The confinement feeling leads to offshoot feelings, like sadness or even, in the darkest parts of winter, despair and a kind of frozen, paralyzing feeling. More mildly, I feel irritation – kind of like the laptop in front of me is a constant itch that I’m already contending with, so anything on top of that scratches just that much deeper. Anger comes up when I feel powerless in the face of corporate interests, like dealing with the United States’ “healthcare” system and my place in it.
As always in my life, it ends up boiling down to a series of decision points. (That’s at best, when I recognize what I’m feeling and that I have the ability to make a choice.)
Where is it worth it to invest in the discomfort of navigating things I simply do not want to do? When is it worth it to shift my perspective away?
Big picture, I’m working on designing life circumstances that require less materially of me. Read: fewer bills, more economic and ultimately time freedom. The real limited commodity is not money, but the number of breaths I get to take here on this earth. (Yes, money absolutely helps make the most of those breaths – not discounting that. I’d just like to require less of it, because I don’t particularly enjoy navigating the systems of earning and then maintaining all that more money affords).
But to get to this big picture, I have to play the game. So, I am. That means this is an instance where it is worth investing my focus in necessary “evils” (mini-evils?) like email in order to get to where I’d like to go.

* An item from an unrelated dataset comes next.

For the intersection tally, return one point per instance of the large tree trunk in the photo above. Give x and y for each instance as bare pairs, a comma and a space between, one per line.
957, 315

It’s the other stuff I wrestle with more – the phone calls to navigate unfair bills, the maddening labyrinthe of doctors’ offices and health insurance, the neighbors’ dogs constantly barking, the email or offhand comment that landed poorly.
What I’m trying to do more of is sift out how much of my focus these mundane, but attention-sucking details of modern life get from me. I’m trying to see them and then zoom out so I can rationally decide. Do I want to spend the time haggling on the phone with the health insurance claim that probably won’t get resolved, feeling myself getting more and more angry? Or do I just want to pay the damn bill and be done with it, moving my perspective (and again, finite breaths) on to take the run and see the mountains and call my stepdaughter up to see how she is?
It’s really hard, because there is truly a system out there that is so much bigger than me and requires so much change to actually enable fair circumstances for all of us humans to have a shot at inhabiting this same joy I crave creating. Isn’t that all anyone wants from life, in whatever way each of us accesses that? I see it, I see the unfairness. And I weigh it, with my life and those daily experiences I wish to have.
What I end up back to is twofold: 1) I am so very fortunate to be able to – hopefully, ultimately – create circumstances that better position me to access joy and awe, more. I need to continue working not just on my external circumstances, but on my inherent ability to choose where I put my focus. I absolutely deserve it, just by virtue of being a person here on earth, so I will continue to work on and hopefully enjoy it. 2) This is a basic human right for everyone, and it is my innate responsibility as a member of the human race on the face of earth to do what I can – and to be consistent in my effort – to break down and contribute to better systems that support myself and others in having this same access to whatever gives our lives meaning, purpose, and love.
I started writing this from my personal perspective, about learning how to choose my focus and, hopefully, make my dreams brighter and less e-mail-esq. But I’m ending with tying together how this, for me, is intrinsically tied to my greater sense of connection and, more importantly, responsibility. If I have this access and perspective, if I access joy and awe, others should too. This is part of why I write. It’s part of why I paint. And it’s part of why I am weaving a business model that I want to give back and lift up causes, people, and places I care about.
Beginning of the Alli Harvey Art manifesto, over and out!